Causing harm to social intelligent species, such as by eating them, is objective. In theory another species could eat plants and also attack mammals for fun all the time. That species would also be assholes. This isn't a judgement based on 'diet', it's a judgement based on how they interact with others.

> since they protect those seals and sea lions

That's not the same logic. The same logic might lead you to call seals and sea lions assholes, but it wouldn't extend to the whales.
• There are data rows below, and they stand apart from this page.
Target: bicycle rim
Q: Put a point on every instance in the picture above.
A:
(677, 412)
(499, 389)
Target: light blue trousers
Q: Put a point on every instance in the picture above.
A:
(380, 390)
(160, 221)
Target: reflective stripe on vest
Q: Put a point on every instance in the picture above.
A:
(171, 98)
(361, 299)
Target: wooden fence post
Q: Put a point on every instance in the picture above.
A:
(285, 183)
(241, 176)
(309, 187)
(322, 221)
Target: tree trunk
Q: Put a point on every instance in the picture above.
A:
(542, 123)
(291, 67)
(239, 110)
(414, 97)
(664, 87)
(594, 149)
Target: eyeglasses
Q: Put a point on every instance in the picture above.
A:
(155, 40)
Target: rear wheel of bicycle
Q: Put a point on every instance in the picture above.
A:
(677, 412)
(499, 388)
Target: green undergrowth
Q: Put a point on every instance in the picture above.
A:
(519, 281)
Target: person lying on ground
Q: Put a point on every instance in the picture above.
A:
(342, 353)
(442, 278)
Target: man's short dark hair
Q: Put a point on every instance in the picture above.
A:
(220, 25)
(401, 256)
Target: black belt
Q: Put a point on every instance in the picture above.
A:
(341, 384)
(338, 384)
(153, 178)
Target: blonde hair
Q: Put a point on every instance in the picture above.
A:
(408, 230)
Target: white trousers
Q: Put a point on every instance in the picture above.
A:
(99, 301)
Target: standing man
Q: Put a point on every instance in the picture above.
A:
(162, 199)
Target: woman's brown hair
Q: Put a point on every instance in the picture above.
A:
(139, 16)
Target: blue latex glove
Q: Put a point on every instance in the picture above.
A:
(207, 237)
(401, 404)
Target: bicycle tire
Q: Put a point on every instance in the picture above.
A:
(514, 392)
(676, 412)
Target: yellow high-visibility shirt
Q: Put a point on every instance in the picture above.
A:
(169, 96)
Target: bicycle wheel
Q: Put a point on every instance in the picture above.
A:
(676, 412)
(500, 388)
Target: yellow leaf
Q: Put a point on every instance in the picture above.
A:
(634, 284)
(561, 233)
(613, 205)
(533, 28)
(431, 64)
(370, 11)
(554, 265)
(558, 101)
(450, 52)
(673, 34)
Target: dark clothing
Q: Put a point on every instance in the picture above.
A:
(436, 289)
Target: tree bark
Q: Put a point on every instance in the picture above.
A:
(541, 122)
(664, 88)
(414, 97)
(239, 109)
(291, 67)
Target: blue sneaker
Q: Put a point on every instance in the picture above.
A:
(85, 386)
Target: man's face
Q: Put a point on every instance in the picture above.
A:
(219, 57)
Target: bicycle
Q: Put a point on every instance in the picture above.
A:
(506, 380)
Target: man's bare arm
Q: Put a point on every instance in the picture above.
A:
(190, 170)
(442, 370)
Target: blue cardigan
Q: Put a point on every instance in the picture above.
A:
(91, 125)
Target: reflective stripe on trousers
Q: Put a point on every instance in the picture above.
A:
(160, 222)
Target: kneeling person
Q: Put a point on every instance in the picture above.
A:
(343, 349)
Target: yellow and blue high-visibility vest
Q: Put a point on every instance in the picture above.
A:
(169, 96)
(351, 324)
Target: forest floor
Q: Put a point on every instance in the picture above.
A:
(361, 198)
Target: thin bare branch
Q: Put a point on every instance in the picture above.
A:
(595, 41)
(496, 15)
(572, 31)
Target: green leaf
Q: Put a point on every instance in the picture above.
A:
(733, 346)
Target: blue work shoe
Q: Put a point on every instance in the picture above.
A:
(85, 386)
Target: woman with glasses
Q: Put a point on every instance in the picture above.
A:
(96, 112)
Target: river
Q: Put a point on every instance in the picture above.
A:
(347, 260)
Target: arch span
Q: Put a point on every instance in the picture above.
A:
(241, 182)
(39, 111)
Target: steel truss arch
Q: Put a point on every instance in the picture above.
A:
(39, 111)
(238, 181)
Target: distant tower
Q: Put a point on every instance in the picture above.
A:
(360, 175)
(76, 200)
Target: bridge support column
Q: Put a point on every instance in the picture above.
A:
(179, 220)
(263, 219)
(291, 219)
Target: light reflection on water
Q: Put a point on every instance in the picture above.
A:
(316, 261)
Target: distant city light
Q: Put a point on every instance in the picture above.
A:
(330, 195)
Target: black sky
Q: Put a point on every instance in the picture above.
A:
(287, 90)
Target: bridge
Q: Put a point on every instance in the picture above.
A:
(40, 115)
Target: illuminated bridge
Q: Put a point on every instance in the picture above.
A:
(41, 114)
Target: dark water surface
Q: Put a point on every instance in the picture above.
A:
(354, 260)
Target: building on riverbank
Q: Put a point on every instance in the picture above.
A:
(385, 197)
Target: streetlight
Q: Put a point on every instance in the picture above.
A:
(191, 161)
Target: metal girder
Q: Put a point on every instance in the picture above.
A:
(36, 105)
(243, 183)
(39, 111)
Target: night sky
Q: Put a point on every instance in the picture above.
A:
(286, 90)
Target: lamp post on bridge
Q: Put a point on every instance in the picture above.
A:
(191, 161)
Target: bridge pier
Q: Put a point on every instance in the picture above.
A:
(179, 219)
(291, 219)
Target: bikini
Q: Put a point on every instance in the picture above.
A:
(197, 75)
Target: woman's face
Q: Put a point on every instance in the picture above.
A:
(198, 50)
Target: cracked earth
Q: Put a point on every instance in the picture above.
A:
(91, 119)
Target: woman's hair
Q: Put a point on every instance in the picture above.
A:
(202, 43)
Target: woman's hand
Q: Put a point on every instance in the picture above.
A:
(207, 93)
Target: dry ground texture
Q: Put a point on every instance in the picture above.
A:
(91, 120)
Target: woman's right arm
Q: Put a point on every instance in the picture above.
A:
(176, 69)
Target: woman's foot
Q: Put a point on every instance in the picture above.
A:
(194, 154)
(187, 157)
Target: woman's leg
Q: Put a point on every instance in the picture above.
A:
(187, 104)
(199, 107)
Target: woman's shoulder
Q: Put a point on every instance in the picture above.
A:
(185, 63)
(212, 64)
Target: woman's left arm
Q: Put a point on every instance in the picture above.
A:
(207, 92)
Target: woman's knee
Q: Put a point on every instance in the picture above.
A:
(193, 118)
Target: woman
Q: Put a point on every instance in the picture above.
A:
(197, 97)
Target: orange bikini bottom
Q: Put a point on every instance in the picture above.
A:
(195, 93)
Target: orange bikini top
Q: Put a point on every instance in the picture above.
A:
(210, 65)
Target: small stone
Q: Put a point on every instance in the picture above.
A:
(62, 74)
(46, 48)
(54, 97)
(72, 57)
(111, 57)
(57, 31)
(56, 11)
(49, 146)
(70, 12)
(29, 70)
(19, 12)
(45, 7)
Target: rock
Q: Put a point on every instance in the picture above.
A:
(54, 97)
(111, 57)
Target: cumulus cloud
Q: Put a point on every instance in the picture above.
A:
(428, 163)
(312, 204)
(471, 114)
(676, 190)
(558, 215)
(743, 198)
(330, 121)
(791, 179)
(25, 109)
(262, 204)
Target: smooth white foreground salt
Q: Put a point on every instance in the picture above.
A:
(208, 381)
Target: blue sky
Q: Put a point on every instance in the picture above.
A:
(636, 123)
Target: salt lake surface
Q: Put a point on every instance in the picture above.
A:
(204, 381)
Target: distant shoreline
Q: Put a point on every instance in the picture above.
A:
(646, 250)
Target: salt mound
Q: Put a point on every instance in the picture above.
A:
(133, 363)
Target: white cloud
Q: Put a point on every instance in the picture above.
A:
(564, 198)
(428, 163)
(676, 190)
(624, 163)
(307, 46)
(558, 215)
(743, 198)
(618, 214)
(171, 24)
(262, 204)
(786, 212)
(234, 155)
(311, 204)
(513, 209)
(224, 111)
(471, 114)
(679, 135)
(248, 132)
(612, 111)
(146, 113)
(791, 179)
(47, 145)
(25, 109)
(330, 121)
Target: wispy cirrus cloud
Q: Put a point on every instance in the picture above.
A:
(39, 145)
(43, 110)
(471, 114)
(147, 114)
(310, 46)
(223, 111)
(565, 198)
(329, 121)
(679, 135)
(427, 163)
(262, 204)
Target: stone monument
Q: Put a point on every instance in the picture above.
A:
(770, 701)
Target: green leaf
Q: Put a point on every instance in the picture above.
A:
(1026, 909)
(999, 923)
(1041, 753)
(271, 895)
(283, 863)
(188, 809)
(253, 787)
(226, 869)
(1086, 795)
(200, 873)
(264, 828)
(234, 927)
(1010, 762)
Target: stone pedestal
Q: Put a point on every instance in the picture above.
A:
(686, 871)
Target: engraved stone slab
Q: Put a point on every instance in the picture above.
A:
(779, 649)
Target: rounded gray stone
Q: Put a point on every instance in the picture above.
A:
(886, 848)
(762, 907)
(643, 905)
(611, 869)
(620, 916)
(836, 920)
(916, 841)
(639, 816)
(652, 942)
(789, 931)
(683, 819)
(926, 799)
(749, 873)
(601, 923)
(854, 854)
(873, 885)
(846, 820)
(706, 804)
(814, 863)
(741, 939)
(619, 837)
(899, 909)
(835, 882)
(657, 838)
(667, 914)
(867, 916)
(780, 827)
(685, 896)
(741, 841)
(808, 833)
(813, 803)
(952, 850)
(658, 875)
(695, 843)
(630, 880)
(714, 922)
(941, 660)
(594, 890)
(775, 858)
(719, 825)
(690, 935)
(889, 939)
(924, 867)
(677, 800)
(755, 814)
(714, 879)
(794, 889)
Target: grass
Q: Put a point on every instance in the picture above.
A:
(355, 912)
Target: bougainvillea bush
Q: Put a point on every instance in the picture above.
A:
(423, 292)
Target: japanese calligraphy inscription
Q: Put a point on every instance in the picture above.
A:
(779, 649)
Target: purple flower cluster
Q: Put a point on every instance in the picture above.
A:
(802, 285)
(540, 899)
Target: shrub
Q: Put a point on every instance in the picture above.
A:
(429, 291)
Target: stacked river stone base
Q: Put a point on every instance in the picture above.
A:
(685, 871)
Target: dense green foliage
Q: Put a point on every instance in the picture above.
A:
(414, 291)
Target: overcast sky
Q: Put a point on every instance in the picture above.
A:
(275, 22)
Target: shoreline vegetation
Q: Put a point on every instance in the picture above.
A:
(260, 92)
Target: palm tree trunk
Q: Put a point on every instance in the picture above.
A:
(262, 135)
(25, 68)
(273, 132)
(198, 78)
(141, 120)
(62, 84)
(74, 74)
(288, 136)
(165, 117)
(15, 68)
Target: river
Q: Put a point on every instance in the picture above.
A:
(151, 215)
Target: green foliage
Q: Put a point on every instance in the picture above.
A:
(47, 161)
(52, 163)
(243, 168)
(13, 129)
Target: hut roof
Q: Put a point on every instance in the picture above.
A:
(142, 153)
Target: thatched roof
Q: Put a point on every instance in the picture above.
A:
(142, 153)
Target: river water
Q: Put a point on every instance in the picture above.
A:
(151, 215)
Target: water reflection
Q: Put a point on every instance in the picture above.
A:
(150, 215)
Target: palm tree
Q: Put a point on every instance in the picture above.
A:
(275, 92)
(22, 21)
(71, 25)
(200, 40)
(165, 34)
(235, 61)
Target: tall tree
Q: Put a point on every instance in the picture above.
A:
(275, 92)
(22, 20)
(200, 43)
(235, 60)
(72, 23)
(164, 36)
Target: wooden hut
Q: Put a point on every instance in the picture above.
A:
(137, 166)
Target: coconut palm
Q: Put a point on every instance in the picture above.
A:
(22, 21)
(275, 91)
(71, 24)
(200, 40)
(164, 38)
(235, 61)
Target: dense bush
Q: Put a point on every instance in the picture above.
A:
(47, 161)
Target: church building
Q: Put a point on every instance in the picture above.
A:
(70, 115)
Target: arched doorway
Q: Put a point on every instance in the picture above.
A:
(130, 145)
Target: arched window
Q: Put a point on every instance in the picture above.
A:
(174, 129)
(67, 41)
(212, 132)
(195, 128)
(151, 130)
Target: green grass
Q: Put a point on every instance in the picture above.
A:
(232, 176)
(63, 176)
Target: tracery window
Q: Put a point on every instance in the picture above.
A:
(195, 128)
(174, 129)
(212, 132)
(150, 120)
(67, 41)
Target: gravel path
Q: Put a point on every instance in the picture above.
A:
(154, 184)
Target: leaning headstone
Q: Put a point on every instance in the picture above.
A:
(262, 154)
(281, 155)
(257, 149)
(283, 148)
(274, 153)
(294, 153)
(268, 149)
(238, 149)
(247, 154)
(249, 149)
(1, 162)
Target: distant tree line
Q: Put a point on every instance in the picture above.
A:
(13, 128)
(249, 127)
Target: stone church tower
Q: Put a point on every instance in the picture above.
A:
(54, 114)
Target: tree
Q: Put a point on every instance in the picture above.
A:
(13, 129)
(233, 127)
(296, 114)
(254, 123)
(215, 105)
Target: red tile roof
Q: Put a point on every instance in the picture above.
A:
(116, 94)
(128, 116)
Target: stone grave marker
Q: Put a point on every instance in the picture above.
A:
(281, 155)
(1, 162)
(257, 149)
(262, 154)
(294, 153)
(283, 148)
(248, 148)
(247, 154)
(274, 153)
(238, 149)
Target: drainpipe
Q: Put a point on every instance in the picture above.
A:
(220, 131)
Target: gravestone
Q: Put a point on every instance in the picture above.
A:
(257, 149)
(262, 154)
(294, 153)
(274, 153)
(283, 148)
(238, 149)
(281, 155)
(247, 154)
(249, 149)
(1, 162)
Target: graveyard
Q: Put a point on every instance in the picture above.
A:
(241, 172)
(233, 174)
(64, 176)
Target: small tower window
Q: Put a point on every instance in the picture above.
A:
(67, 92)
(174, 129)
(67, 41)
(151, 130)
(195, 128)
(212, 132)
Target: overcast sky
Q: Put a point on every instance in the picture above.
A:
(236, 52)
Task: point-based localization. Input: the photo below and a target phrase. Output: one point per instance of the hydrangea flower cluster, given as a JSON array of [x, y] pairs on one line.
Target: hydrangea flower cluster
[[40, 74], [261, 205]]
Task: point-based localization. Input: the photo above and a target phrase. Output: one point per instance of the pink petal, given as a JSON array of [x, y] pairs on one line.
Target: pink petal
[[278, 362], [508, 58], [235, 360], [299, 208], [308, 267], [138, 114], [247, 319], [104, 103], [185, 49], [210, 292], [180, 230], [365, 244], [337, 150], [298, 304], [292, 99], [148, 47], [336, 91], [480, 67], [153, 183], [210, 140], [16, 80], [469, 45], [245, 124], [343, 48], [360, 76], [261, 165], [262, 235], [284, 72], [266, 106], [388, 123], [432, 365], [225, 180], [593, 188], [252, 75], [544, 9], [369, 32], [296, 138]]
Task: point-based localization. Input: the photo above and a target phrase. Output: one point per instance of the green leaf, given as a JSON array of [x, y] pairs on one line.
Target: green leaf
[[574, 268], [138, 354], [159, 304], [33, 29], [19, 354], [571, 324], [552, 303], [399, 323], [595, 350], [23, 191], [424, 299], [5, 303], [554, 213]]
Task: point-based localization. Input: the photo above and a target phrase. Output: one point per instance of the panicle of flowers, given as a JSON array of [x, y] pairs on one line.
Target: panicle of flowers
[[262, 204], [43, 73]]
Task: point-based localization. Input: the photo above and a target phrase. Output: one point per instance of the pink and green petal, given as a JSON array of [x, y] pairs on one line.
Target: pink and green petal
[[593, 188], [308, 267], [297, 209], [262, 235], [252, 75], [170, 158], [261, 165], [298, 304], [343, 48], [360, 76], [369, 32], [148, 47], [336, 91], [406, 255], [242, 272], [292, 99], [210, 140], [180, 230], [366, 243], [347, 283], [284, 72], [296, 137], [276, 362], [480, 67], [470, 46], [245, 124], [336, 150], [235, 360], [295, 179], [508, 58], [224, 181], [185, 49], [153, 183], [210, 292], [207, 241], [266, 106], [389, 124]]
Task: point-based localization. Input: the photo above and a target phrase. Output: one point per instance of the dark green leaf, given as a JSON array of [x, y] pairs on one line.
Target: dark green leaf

(Please, excuse my english)

I think I agree with you 100% based on what I think your comment reveals about your ideas. The point I was trying to make is that it's too often that we judge animal behavior based on our mental constructs, when I think it makes no sense at all even for the most intelligent of the animal species. Somebody pointed out that we are not so different from animals, and so it shouldn't be a big stretch to apply our labels to animal behavior. But I think we are so far from animal behavior that it makes it very difficult to analize/understand it without a really big effort and a long time of study. Scientists get very close, but internet comments are too often narrow-minded. Orcas are not 'killers', at least not more than any other predator. They are very intelligent and gregarious, and they eat other animals. Jumping from this to 'they are assholes' was, in my opinion, not called for. In what 'interaction with others' was this based on? I think a real judge would have a hard time trying to distill intent from animal interactions.

Your second point is completely right. But as a matter of fact, I think that both whales, seals, sea lions and all animals in general are all fine gentlemen. I have my doubts about that monkey pulling the legs (literally, and the tails) of two tigers, though.

Your english is perfect, nothing to excuse.
In theory another species could eat plants and also attack mammals for fun all the time.

I think I know a species that does that.

Jesus! Those penguins definitely won't have 'happy feet' :-/
Chop last character of the url to get there.